Appeal from the District Court of the United States for the Southern District of New York.
Messrs. John T. Cahill and David M. Wood, both of New York City, for appellants.
Mr. Telford Taylor, of Washington, D.C., for appellees.
Mr. Chief Justice STONE delivered the opinion of the Court.
This is a companion case to Columbia Broadcasting System, Inc., v. United Stated, 316 U.S. 407 , 62 S.Ct. 1194, 86 L.Ed. --, decided this day. Both present substantially similar facts and the same issues of law.
Appellant, National Broadcasting Company, maintains two radio broadcasting systems, the 'blue network' and the 'red network'. The two other appellants operate radio broadcasting stations licensed by the Communica- [316 U.S. 447, 448] tions Commission, and have entered into contracts with National similar to those involved in the Columbia case and to those of other stations which participate in National's networks.

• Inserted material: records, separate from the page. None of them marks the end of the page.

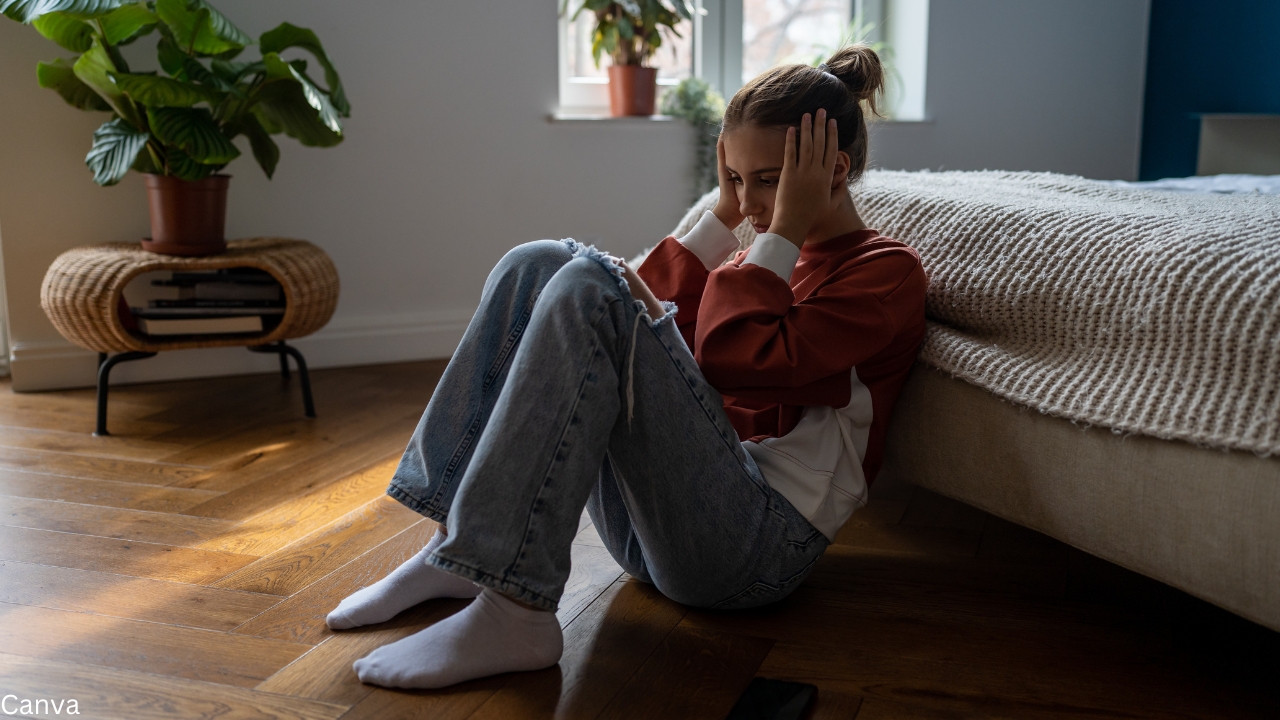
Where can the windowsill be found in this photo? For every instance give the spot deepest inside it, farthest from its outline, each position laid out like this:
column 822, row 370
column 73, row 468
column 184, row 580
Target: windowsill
column 603, row 117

Appellants brought the present suit in the Southern District of New York to set aside the order of the Commission of May 2, 1941, as amended by its order of October 11, 1941, promulgating the Chain Broadcasting Regulations which we considered in the Columbia case, on the grounds that the order is beyond the Commission's statutory authority or, if within it, that the statute is an unconstitutional delegation of the legislative power of Congress in violation of Article I, 1 of the Constitution, and operates to deprive appellants of property without the due process of law guaranteed by the Fifth Amendment.
The district court of three judges dismissed the complaint, D.C., 44 F.Supp. 688, holding that the Commission's order is not reviewable under the provisions of 402(a) of the Communications Act of 1934, 48 Stat. 1093, 47 U.S.C. 402(a), 47 U.S.C.A. 402(a), and the Urgent Deficiencies Act, 38 Stat. 219, 28 U.S.C. 47, 28 U.S.C.A. 47, but stayed the operation of the order pending direct appeal to this Court.
According to the allegations of the bill of complaint, National conducts its broadcasting business in substantially the same manner as Columbia. It establishes telephone wire connections with licensed broadcasting stations with which it enters into contracts for limited periods for chain broadcasting of its radio programs. These contracts do not require that the station shall broadcast the programs of no other chain than National. But a feature of them is the option given to National for use of the station on 28 days' notice for certain specified periods of radio time in broadcasting commercial network programs provided by National. It is alleged that because of the contract provisions the regulations will require the stations affiliated with National to abandon their contracts [316 U.S. 447, 449] or lose their licenses either by the Commission's cancellation of or refusal to renew them. The bill of complaint makes a sufficient showing of irreparable injury to National, including an allegation that forty-eight affiliated stations have served notice of abrogation of the contracts.
For the reasons stated at length in the opinion in the Columbia case, we hold that the order of the Commission is reviewable in the present suit by the district court of three judges. The bill of complaint states a cause of action in equity. The judgment will accordingly be reversed and the cause remanded for further proceedings.
Unlike the Columbia case, the record discloses no facts showing what effect the Commission's minute adopted after the present suit was brought has had or will have upon the cancellation of appellants' contracts by the affiliated stations. So far as relevant that will be a matter for consideration by the court below, as will be the question, not considered here, whether the appellants other than National are proper parties plaintiff.
As in the Columbia case the stay now in effect will be continued, on terms to be settled by the court below.
Reversed and remanded.
Mr. Justice BLACK took no part in the consideration or decision of this case.
Mr. Justice REED, Mr. Justice FRANKFURTER and Mr. Justice DOUGLAS dissent for the reasons set forth in the dissenting opinion in No. 1026.